Documentation of dental injury should include pre and post injury dental records, dental x-rays, as well as pictures of the teeth and the patient’s smile.
Avoiding Dental Injury
Not all procedures require general anesthesia and intubation. Many procedures can be performed under sedation and local anesthesia. Thus intubation and the risk to teeth can be avoided. The patient may or may not have been offered the option to undergo local anesthesia. Because intubation - being placed on a breathing machine - is such a foreign sounding concept, the procedure of laryngoscopy and intubation may not always have been adequately discussed with the patient.
For procedures requiring general anesthesia, several devices have been developed to minimize the risk of tooth injury. Dentasafe is a device that has been specifically designed to minimize the risk of chipping the incisors during intubation. Dentasafe consists of an adherent piece of foam that is attached to an anesthesiologist’s laryngoscope.

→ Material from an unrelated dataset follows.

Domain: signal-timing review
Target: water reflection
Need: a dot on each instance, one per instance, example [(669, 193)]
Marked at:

For surgeries in and around the mouth, dental guards can be used to reduce the risk of tooth injury. A dentist can fashion a custom dental guard before surgery. The patient may also fashion a dental guard using a commercially available “boil and bite” mouth guard. The surgeon can create a custom mouth guard from an Aquaplast splint, readily available in many operating rooms. In addition, most operating rooms have generic mouth guards that are used during laryngeal surgery. The University of Iowa Department of Otolaryngology has incorporated dental guards into a protocol for reducing dental injury during laryngoscopy.
In conclusion, the dental risks can be overlooked when planning a procedure. Every time a patient is intubated for general anesthesia, the teeth are placed at risk. Surgeries in and around the mouth carry additional risks. Injuries to the teeth can require lifelong restorative treatments. Several devices to minimize dental injury have been developed.